I Can't Publish Because... The Book Isn't Good Enough
- Feb 13
- 3 min read
Last week, I said the worst writer fear is "I'm not a real writer if I don't publish" because it just stops the writing altogether. I said that no matter how good or bad it is, writing is writing, and it all helps you get better.
So let's say you do get over the voice in your head that tells you you shouldn't write what you can't publish (and from my experience, that's almost impossible to do, especially after you start publishing). You finally write, and you aren't worried about whether or not it's something you can publish. You just write whatever you want to, and one day, you finish your manuscript that was just for fun and say to yourself, Hey, maybe I actually could publish this.

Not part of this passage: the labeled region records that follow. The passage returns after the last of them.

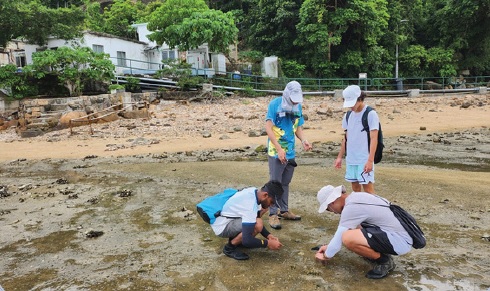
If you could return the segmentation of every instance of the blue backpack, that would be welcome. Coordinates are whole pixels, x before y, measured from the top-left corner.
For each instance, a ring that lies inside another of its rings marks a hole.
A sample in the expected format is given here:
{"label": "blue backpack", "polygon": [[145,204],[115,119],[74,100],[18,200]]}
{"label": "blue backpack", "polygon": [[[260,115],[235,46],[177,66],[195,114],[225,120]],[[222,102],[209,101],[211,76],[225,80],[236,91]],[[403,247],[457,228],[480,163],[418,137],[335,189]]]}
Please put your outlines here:
{"label": "blue backpack", "polygon": [[227,188],[223,192],[207,197],[196,205],[197,213],[205,222],[213,224],[216,217],[221,215],[223,205],[237,192],[237,189]]}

If you're anything like me, your brain responds to your dreams with an abrupt "Ha! Be realistic. You could never." In his book on marketing, Platform: Get Noticed in a Noisy World, Michael Hyatt says, "I wrote once about how the mind-set of successful creatives...differ from less successful ones. I listed thinking big as the number one characteristic....As soon as we have a big thought, we check ourselves: C'mon. Get real. That will never happen. You have to be more realistic. And so it goes. We mistake this for wisdom" (Hyatt, 36).*
That's what this blog post series is for - to convince you that the voice saying "you can't do that" probably isn't actual wisdom. No matter what excuses the voice in your brain feeds you - whether it's that you aren't good enough, you don't have the money, you don't have the time, you don't have the resources - it's probably wrong.
I'm not good enough is one of the first things that pops into your brain. That little voice is always ready to tell you your book is no good, your writing is terrible, you have no plot, you have bad grammar, you can't spell, you're bad at description, your dialogue is unrealistic, etc., etc., etc. For a split second, you have the dream - the world in your head could be out there for everyone to see - and then you squish it with, "This isn't good enough to publish."

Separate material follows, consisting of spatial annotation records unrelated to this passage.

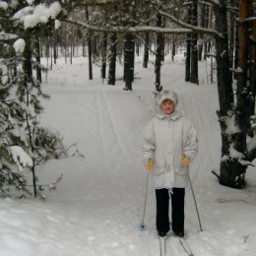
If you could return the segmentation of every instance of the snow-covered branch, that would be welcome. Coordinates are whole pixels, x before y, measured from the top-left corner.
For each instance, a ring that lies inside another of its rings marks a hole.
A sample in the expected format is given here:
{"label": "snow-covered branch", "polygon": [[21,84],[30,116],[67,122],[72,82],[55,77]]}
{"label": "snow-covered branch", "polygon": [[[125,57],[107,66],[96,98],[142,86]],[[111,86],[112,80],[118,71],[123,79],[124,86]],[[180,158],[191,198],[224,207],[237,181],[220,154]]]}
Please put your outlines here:
{"label": "snow-covered branch", "polygon": [[0,32],[0,41],[14,40],[16,38],[18,38],[18,35],[15,33]]}
{"label": "snow-covered branch", "polygon": [[165,18],[171,20],[173,23],[181,26],[182,28],[186,28],[187,30],[191,30],[192,32],[197,32],[197,33],[208,33],[211,34],[213,36],[218,36],[218,37],[224,37],[222,33],[218,32],[216,30],[212,30],[212,29],[206,29],[206,28],[202,28],[202,27],[197,27],[197,26],[192,26],[189,25],[187,23],[184,23],[180,20],[177,20],[174,16],[163,12],[160,9],[157,8],[157,11],[159,12],[159,14],[160,14],[161,16],[164,16]]}
{"label": "snow-covered branch", "polygon": [[192,30],[176,28],[159,28],[152,26],[138,26],[138,27],[112,27],[112,26],[96,26],[88,23],[76,22],[72,20],[66,20],[65,22],[71,23],[74,25],[82,26],[83,28],[89,31],[95,32],[162,32],[162,33],[191,33]]}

But in a way, the voice is right. If you just finished your book, there is a 99.999% chance it's not good enough to be published.
The good news is, no one's is. "Good enough" is a ridiculous concept.
Your first draft is fantastic. It's absolutely "good enough." Look at that. You had an idea, you sat down, you used your beautiful God given creative skills to figure out how to put that idea into a thousand, ten thousand, a hundred thousand words, and here it is. You carried through. You finished. Think about it for a while - it isn't wrong to feel proud of what you've done just because you have further to go. That idea is no longer an idea. It's a story - a book - a novel.
Is that first draft "good enough" to be published?
No. In almost every case for every author - from J. K. Rowling to C. S. Lewis to me, what little experience I have - when you type "The End," you're nowhere near the end.
Is that bad?
No! It just means you have further to go. You finished the first draft, and that's huge. Celebrate it. Don't let the thought that it isn't good enough to be published get into your head and kill your dream.
I like to think of it as the potential your book has. When you finish your first draft, it's living up to its full potential as a first draft. Grammar mistakes, lost plot points, rocky scenes, it doesn't matter. It's finished, and that's all a first draft needs to be.
But look at it for a second, and instead of thinking about how it isn't good enough, think about how much potential it has to become a final draft. I like this much better. It keeps me thinking realistically. Yes, it's not ready to be published yet. But it also keeps the dream in my head alive. Think about how good it will be someday. It's so ready to be so amazing, and no one can help it get there but you.
And once it's there, what's stopping you from putting it out into the world?
*I'll probably quote this book a lot - it's inspired me a lot, and I absolutely recommend reading it if you're going to try to manage your own publicity (or have any sort of big idea you might pursue).